A significant (moderate) relationship was found between the FS and thickness of the TrA. Utilizing the FS in this study could be considered in order to give information of TrA activation during the performance of ADIM in a functional upright position. The negative relationship between the FS and TrA thickness was as expected. The FS was put between the lumbar support and abdominal muscles. When performing the ADIM, the pressure values from the FS and PBU, which were located between the lumbar support and abdominal muscles, were decreased. At the same time, the TrA was activated by performing the ADIM, and presented in the increase of muscle thickness. This was supported by the study of McMeekan et al. [19], which showed an excellent correlation between the activity and thickness of the TrA. In addition, Lee and colleagues [15] reported that ADIM training with the feedback method (i.e. ultrasound imaging and PBU) for 15 minutes resulted in significantly thicker TrA muscle than using manual contact. They suggested that use of the feedback method may be more effective only in improving TrA muscle function than using manual contact. Therefore, the feedback device in this study may be useful as an indicator of TrA activation for patients with LBP, especially for self-training at home or the workplace because it is easy to use and affordable.

Fig. (2). Relationship between levels of the PBU and thickness of the TrA muscle.
Fig. (3). Relationship between the FS device and thickness of the TrA muscle.

CONCLUSION

This study demonstrated that the feedback device, which was developed in this study, is considered as a reliable and valid tool for providing information on TrA activation during performance of the ADIM. It could be a clinically useful device for simultaneous feedback in activating the TrA muscle and encouraging patients with LBP to perform precise core stability activation.

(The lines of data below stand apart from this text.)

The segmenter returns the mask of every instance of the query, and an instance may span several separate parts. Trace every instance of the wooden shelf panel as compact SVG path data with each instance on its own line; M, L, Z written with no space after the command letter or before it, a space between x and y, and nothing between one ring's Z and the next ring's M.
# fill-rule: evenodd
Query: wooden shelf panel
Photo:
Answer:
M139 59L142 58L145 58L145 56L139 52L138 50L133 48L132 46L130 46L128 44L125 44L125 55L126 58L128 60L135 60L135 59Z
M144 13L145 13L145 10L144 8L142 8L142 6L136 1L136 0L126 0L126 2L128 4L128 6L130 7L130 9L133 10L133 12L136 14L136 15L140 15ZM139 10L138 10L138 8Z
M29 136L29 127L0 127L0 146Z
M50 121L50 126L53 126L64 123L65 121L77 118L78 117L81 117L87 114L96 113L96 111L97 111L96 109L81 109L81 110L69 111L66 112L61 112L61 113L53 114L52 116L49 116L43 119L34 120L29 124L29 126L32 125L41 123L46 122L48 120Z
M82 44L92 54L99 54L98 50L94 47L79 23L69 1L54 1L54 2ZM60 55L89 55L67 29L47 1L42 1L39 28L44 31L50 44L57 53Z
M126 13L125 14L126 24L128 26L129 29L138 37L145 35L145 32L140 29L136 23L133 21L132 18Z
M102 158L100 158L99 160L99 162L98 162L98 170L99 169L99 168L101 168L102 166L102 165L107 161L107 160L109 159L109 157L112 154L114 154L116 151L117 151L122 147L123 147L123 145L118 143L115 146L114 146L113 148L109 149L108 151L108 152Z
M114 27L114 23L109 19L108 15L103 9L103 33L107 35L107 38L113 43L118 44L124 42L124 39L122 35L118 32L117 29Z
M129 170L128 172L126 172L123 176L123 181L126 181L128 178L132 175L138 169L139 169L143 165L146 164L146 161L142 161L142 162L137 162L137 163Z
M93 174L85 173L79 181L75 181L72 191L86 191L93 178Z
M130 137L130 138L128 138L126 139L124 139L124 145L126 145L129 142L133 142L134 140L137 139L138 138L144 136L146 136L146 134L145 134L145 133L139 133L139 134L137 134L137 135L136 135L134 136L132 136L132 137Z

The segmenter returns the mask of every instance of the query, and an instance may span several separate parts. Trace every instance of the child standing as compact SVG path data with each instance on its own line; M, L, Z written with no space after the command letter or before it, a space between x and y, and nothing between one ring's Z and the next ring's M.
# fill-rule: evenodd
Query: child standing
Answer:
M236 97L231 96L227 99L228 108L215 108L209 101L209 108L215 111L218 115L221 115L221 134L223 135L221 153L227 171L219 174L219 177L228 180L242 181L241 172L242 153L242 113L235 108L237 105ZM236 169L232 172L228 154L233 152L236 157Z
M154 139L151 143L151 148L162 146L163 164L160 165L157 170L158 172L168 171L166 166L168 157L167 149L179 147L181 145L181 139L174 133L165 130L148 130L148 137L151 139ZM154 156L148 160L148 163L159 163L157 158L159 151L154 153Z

A limitation of this study was validity and reliability of the feedback device being evaluated in healthy subjects in a standing position. Further study may require various patient populations and different positions during activity of daily living.

LIST OF ABBREVIATIONS

LBP = Low Back Pain
FS = Feedback Sensor
TrA = Transversus Abdominis
ADIM = Abdominal Drawing-in Maneuver
EMG = Electromyography
PBU = Pressure Biofeedback Unit
ASIS = Anterior Superior Iliac Spine

ETHICS APPROVAL AND CONSENT TO PARTICIPATE

Ethical approval was obtained by the Institutional Ethics Committee with approval number AMSEC-60EX-028.

HUMAN AND ANIMAL RIGHTS

No animals were used in this research. All human research procedures followed were in accordance with the ethical standards of the committee responsible for human experimentation (institutional and national), and with the Helsinki Declaration of 1975, as revised in 2013.

CONSENT FOR PUBLICATION

All participants gave written informed consent.

AVAILABILITY OF DATA AND MATERIALS

Not applicable.

FUNDING

This study was supported by Thailand Research Fund, grant number TRF-RRi 59I0017.

CONFLICT OF INTEREST

The authors declare no conflict of interest, financial or otherwise.

ACKNOWLEDGEMENTS

The authors are pleased to acknowledge the support of Thailand Research Fund.